Apropos a subtitle (A Ghost Love Story) the film has inconsistently sported since its premiere back in May, Atlantics is most interesting as a series of ethereal, allusive moments. Drawing on the documentary nature of her short films, Diop depicts Ada’s marriage to Omar with a particular attention to traditional customs and religious rites. But she also deploys a discordant soundscape, creating an air of unease that’s quickly reinforced by a mysterious fire in Ada and Omar’s marital bed, which detective Issa (Amadou Mbow) is brought in to investigate. Following news of his apparent demise, Souleiman is reportedly sighted at Ada’s wedding, and becomes Issa’s prime suspect for the arson, thereby putting Ada under suspicion when their former romance comes out. The detective, in turn, is affected by unusual spells of fatigue and heatstroke, while a kind of malady spreads among the women left behind by their drowned lovers.

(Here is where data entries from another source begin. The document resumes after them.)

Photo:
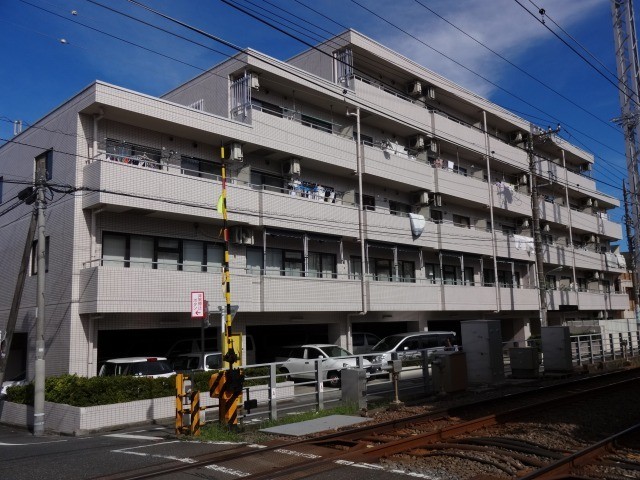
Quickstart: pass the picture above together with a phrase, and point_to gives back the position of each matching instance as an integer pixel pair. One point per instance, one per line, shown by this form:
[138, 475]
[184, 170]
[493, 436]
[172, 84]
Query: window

It’s not until halfway through that Atlantics fully affirms its supernatural horror antecedents, recalling the gothic romance, tenebrous ambience, and eerie nocturnal wanderings of Jacques Tourneur’s 1943 masterpiece I Walked With A Zombie. The particulars of these developments are best left for discovery, but suffice it to say the film culminates in one of the most chillingly effective scenes of the year: a retribution for the corrupt developer responsible for withholding the workers’ wages. It’s indicative of the way Atlantics, like Tourneur’s film, conveys its sociopolitical (and colonial) implications within a richly imagined, lavishly textured story. Working with cinematographer Claire Mathon (who also shot another Cannes favorite, Portrait Of A Lady On Fire), Diop alternates between feverish, sun-soaked frames and suggestive low-light images. Likewise, Senegalese-born experimental artist Fatima Al Qadiri contributes an eminently enveloping score that melds effortlessly with Dakar’s natural soundscapes; it’s likely to linger long after the credits have rolled.

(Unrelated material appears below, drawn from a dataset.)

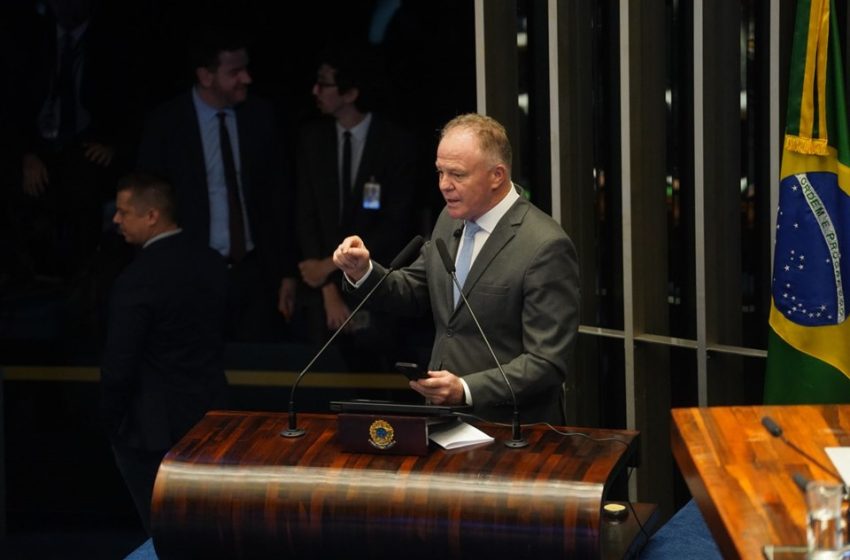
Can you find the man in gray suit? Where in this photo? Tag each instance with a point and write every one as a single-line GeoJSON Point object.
{"type": "Point", "coordinates": [522, 283]}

Diop does seem to rely on these sensuous pleasures to make up for the script’s various shortcomings. (The detective, for instance, eventually comes to feel like a transparent screenwriter’s device, since he’s at once indifferently developed and crucial to the story.) And her editing patterns in Atlantics are less distinctive than those in her shorts—films so committed to avoiding cliché that they could be occasionally inscrutable, though also productively protean. By the end, despite the considerable stylistic prowess demonstrated by Diop and her collaborators, Atlantics feels somewhat diffuse, building toward a decisive but familiar moment of closure for Ada—a note of affirmation to resolve the entire affair. Nonetheless, for Diop as much as for her lead character, Atlantics resounds with the promise of great things to come.